Dr. Robert E. Weems, a retired research geologist with the United States Geological Survey, returned to Belmont in October to make four molds of some of the prints he discovered during a visit to Belmont during the summer of 2015. The prints he selected for mold-making were based on size, clarity and/or scientific interest. A large crocodile print was one of the molds made.  Another large-sized specimen included for the study is a partial Brontopodus forefoot print. A partial print from a large bipedal predator, the Acrocanthosaurus, was also chosen for casting.

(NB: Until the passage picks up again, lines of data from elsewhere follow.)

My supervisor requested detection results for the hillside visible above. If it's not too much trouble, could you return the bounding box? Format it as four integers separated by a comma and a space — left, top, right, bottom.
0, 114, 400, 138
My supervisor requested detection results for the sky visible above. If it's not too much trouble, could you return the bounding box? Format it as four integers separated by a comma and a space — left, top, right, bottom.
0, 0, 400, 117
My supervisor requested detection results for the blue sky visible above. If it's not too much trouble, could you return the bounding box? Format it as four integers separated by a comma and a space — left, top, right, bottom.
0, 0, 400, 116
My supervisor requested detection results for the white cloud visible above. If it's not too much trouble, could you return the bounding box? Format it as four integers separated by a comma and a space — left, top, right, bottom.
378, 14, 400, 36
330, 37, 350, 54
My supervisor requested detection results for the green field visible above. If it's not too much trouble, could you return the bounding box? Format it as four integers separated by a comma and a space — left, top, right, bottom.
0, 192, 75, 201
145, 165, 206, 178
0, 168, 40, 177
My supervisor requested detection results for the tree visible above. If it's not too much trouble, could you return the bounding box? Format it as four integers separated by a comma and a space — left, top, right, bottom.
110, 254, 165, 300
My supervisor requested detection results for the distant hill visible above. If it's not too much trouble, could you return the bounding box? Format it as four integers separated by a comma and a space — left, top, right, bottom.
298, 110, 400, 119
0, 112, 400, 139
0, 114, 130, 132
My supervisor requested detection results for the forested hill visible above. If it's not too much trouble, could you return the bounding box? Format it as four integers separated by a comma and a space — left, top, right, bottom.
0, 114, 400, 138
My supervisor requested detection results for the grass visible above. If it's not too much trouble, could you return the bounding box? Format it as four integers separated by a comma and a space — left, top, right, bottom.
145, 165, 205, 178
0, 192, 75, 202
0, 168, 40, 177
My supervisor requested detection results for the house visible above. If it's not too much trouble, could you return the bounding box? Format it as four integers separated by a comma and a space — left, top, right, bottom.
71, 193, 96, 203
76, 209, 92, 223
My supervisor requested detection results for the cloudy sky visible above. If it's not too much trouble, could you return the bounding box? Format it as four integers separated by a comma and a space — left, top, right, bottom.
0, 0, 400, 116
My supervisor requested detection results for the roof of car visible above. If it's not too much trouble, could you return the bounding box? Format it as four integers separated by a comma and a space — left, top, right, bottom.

Hypsiloichnus mold and print

Hypsiloichnus mold and print

The smallest print selected for molding was Hypsiloichnus, which is the track made by a small herbivorous dinosaur similar or identical to Zephyrosaurus. See this link for more information about this dinosaur. https://en.wikipedia.org/wiki/Zephyrosaurus

Unfortunately, the crocodile print mold did not sufficiently dry before it was pulled up and thus failed to create an non-distorted copy of the foot shape.  The other three print molds were successfully made.  Dr. Weems will return next spring when the weather warms back up to try again to make a copy of the crocodile print, which is the best and largest crocodile print so far found in these rocks.

Dr. Weems applies a layer of latex to a Brontopodus dinosaur print

Dr. Weems applies the first layer of latex to a partial Brontopodus print.

The process of making the molds is quite involved and interesting. Three layers of latex were applied to clean stone, followed by two layers of cheese cloth and latex which was overlaid with a plastic barrier.

Cheese cloth adds strenght to the latext mold.

Cheese cloth adds strength to the latex mold.

Plaster of Paris strips are laid down over plastic to create a "cradle" for transporting the molds to the lab.

Plaster of Paris strips are laid down over plastic to create a “cradle” for transporting the molds to the lab.




Plaster of Paris strips were laid down on the plastic to create a solid backing for the molds to prevent stretching and distortion. Each layer had to dry between applications making it a time consuming endeavor.

The molds were transported to Dr. Weems lab where they will be cast with plaster of Paris, creating exact copies of the prints. Eventually, the casts will be placed in the Smithsonian dinosaur print collection. Dr. Weems wants to make further studies of the Cretaceous period prints found in our garden paths and they may show up in future papers he hopes to write about Virginia dinosaur activity.

Transporting dinosaur mold to lab for casting.

Transporting mold to lab for casting.

Emily Garrett, University of Mary Washington geography student is creating a map of the prints found in the stonework at Belmont. Look for this at the end of the fall 2016 semester!